サブスクリプション・ユーザーは世帯年収が比較的高い、有望なマーケティングターゲット

柴 那典:音楽のこれからを話すときは、3年くらい前までだと、「これからはストリーミングの時代になる」という結論で終わることが多かったですが、去年ぐらいから、それは未来ではなく現実になっています。ですので、日本ではまだまだCD市場が大きいですが、ストリーミングがこの先普及していくことに関しての議論はいらなくなった前提で、その先の話をしたいと思います。まず木下さんと谷口さんの調査で、音楽・映像・スポーツなどの様々な分野にあるサブスクリプションのサービスでは、ユーザーの消費意識に特性があることが分かったそうですが、そのあたりを教えてください。

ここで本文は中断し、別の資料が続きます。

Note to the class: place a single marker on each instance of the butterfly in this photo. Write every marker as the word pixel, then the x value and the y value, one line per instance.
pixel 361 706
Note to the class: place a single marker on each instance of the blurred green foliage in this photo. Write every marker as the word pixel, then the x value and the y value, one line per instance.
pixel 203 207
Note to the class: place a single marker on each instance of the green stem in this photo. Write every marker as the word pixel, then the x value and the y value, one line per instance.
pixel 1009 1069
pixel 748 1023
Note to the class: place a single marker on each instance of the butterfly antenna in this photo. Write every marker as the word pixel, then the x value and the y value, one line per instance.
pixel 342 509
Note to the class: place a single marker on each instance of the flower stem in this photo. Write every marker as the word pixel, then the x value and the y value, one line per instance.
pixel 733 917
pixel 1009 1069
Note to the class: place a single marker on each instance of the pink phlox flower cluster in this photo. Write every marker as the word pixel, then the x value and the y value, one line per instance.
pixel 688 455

木下 陽介(博報堂 研究開発局 GM):簡単にデータを交えながらお話ししたいと思います。音楽のプラットフォームは色々あると思うので、OR条件でくくって調査すると、2019年2月では2,889万人がストリーミング・サービスを利用していて、CDやダウンロードで購入している人よりも多くなっています。そして、CD・ダウンロード・ストリーミング利用者の重なりを見てみると、ストリーミングのみの利用者が全体の音楽利用者の中で約半分を占めています。これを見るだけでもストリーミング・サービスがかなり音楽のインフラになってきたことが感じ取れると思います。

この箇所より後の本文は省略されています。